Segundo as investigações, Anderson financiou parte da candidatura do político e, com a vitória, veio a cobrança, em novembro de 2017, treze meses após a eleição. De acordo com a polícia, o vice-prefeito chamou o prefeito José Luiz Monteiro (MDB), para uma reunião na mansão do traficante Anderson. O vice saiu logo e vários capangas estavam na sala. O assunto seria um suposto acordo criminoso que o vice teria feito durante a campanha eleitoral.

"O Márcio havia pego o dinheiro do Anderson pra campanha. Esse dinheiro não havia sido repassado para a própria campanha do prefeito. Mas que agora era hora de fazer esse pagamento, porque ele tinha investido e ele queria o dinheiro dele de volta", contou uma testemunha que não foi identificada para ser protegida.

Segundo uma testemunha, o traficante exigiu nesta suposta reunião a assinatura de contratos na saúde e da coleta de lixo.

"O prefeito estava completamente transtornado, porque falaram que se ele não fizesse isso, todo mundo ia pagar com a vida. Ia morrer todo mundo, se não assumisse o compromisso que era do Márcio", diz a testemunha.

Dois meses depois foi feito o contrato da coleta de lixo e, três meses depois, de forma emergencial e sem licitação, o contrato com uma organização social para gerir o hospital municipal. Segundo a polícia, quem mandava na OS era o Anderson, que controlava tudo que acontecia. "Começava a faltar medicamentos, insumos, alimentação", afirma o delegado.

De janeiro de 2018 a janeiro deste ano, Anderson recebeu R$ 77 milhões da Prefeitura de Arujá.

O vice-prefeito Márcio José Oliveira ficou 13 dias presos e vai responder em liberdade por lavagem de dinheiro e formação de quadrilha, segundo a polícia. Procurada, a defesa do vice-prefeito não quis comentar as acusações ao Fantástico.

Já o prefeito não foi investigado nesta fase da operação e não quis gravar entrevista. O advogado dele diz que não sabe se houve a reunião com ameaças ao prefeito. "Assim que o prefeito for intimado a depor formalmente, para declarar sua versão dos fatos dentro dos autos, serão esclarecido", diz o advogado Matheus Valério Barbosa.

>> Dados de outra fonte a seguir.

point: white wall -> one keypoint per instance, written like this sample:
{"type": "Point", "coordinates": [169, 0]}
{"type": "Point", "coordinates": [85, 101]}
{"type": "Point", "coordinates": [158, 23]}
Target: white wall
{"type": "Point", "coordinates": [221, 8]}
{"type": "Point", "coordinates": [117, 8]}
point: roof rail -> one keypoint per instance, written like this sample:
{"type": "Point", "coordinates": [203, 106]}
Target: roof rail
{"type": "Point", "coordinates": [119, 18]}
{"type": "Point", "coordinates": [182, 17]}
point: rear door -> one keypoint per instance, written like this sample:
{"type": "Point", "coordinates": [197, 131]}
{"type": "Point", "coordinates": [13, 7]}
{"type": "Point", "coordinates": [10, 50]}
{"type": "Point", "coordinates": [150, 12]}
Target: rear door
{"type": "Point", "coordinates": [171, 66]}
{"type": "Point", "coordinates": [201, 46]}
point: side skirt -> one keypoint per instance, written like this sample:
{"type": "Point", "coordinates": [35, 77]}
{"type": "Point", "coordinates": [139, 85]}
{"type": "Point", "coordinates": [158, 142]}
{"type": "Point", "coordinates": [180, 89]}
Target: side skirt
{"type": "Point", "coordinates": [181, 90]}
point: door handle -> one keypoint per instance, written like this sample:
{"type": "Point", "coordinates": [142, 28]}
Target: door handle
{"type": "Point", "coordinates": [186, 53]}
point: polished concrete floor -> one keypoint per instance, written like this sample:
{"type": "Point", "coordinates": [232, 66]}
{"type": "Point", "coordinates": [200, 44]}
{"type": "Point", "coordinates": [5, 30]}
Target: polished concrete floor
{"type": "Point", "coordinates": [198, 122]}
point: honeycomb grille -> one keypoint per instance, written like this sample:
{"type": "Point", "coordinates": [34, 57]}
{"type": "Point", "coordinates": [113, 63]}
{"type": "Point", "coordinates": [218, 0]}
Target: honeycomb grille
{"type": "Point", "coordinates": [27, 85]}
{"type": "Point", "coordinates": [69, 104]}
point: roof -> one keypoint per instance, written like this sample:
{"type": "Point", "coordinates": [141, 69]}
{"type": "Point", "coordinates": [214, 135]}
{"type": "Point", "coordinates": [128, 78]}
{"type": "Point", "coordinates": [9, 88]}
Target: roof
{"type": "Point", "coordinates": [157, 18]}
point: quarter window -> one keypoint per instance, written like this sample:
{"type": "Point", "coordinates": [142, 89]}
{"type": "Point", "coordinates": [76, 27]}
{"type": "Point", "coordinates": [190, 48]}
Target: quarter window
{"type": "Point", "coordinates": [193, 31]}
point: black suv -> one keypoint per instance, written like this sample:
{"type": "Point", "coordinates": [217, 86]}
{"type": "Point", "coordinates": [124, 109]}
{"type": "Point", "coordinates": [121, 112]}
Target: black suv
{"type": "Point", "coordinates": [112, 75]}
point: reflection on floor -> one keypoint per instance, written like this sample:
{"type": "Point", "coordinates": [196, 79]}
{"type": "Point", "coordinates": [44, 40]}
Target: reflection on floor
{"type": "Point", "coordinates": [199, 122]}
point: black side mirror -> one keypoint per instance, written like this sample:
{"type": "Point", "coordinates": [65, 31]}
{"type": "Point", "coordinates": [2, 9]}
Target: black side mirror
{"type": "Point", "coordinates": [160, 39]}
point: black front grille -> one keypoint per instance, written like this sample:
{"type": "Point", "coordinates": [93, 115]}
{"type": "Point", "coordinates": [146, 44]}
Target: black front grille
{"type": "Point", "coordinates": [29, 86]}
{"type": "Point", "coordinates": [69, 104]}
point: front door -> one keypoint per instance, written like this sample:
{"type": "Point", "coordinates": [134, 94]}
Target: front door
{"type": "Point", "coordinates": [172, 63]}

"Essa situação entristece. Ele e todo cidadão arujaense. Mas é necessário apurar melhor para que sejam atribuídos os fatos, as condutas, a quem de direito, para que sejam tomadas as providências cabíveis", afirma o advogado quando questionado se o prefeito se sente constrangido com a situação.

Anderson Lacerda Pereira segue foragido, assim como o filho dele, Gabriel Pereira, de 25 anos. "Em nota a defesa alega que não há comprovação de participação com crime organizado, máfia italiana, lavagem de dinheiro, atendimento de criminosos em fuga e uso de medicamentos em drogas". O advogado não menciona o advogado e filho vão se entregar.